Somehow your post got overlooked, so sorry for the late reply.

first, feral cats can definitely be tamed. It is just a matter of to what degree, and that depends entirely on the individual cat. I have known adult ferals who came into the house and once they were petted the very first time, they were tame from then on. I have known others who will come every day for food for years and never let the person feeding them touch them. So you never know.

fleas on a feral is a very difficult thing. If you don't treat them all, it will make no difference if you treat one of them because it will only get them from the others again.

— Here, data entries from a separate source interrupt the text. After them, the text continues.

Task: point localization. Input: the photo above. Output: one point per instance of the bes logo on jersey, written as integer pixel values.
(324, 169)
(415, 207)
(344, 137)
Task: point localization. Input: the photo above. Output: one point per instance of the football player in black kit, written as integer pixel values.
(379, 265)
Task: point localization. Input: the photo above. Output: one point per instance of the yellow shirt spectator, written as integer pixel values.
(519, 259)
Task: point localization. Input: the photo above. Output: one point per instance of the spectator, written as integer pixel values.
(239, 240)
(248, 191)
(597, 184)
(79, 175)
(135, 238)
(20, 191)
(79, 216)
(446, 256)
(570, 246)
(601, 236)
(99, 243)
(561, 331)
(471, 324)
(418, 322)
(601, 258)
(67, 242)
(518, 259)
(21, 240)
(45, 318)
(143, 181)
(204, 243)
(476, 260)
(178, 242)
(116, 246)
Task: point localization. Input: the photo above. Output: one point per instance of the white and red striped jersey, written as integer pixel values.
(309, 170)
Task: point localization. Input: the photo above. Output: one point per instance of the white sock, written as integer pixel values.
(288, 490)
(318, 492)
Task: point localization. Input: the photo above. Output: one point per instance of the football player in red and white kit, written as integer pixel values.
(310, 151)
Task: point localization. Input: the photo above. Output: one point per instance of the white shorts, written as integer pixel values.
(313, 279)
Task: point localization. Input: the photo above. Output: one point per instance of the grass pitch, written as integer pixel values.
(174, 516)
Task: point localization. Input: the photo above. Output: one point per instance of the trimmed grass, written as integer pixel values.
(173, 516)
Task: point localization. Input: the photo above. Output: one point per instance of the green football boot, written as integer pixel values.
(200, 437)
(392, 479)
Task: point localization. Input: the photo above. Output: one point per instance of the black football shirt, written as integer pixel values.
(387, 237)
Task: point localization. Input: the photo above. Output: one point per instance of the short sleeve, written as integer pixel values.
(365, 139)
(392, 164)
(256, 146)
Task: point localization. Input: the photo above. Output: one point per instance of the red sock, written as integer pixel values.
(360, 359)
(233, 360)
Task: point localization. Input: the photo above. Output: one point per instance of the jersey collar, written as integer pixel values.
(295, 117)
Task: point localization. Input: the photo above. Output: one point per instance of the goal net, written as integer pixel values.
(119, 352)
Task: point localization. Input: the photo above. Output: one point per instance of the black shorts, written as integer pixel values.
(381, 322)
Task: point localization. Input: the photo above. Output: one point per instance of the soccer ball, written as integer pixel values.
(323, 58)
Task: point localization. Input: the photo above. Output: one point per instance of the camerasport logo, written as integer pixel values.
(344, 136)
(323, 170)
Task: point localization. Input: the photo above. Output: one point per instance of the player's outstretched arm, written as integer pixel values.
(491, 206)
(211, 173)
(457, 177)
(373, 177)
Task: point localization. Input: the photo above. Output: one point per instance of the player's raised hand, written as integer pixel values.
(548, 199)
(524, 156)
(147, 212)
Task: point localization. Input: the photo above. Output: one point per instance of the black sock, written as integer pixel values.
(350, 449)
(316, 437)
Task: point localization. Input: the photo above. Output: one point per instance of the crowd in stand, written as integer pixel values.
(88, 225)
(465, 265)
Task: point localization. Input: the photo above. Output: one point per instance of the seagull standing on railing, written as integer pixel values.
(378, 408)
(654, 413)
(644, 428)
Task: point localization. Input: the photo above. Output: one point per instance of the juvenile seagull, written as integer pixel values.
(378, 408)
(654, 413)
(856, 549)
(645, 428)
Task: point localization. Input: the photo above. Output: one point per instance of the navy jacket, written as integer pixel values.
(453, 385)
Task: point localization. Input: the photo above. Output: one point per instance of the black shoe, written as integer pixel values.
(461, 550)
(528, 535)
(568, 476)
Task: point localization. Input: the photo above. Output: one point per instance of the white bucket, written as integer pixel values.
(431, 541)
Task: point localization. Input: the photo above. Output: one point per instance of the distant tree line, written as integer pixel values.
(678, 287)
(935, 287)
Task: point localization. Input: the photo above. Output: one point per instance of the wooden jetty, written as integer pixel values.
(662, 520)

Do you have a catch-neuter-release program where you live? Ask the local shelters. sometimes they can help you to humanely trap the cats, whereupon they can all be taken in to be spayed and neutered and treated for fleas all at once, then released back in your yard. But again, if you don't get the whole family or tribe at once, or if fleas are infesting your property, then the flea treatment won't do any good. You'd have to get them all at once and while they were gone, treat your property to kill any fleas that are there.


----------



## Morzh (Nov 4, 2021)

Mosi said:


> Somehow your post got overlooked, so sorry for the late reply.
> 
> first, feral cats can definitely be tamed. It is just a matter of to what degree, and that depends entirely on the individual cat. I have known adult ferals who came into the house and once they were petted the very first time, they were tame from then on. I have known others who will come every day for food for years and never let the person feeding them touch them. So you never know.
> 
> ...


I think, on the outside cats it is an uphill battle bordering a lost cause to treat fleas. Even if you treat the whole clowder. Even if you treat your property. Cats are going to wander off and go to other properties. And likely to socialize with other cats. And a simple bite of a moskito or chewing on a flea - and there is your heart worm back again. So, as I said in another post, by TNR-ing you are doing a good deed, and by taking care of the colony, feeding it etc you are helping them survive as good as any outside cat would, but do not expect you could keep them as clean and safe, as you would your inside cats.


----------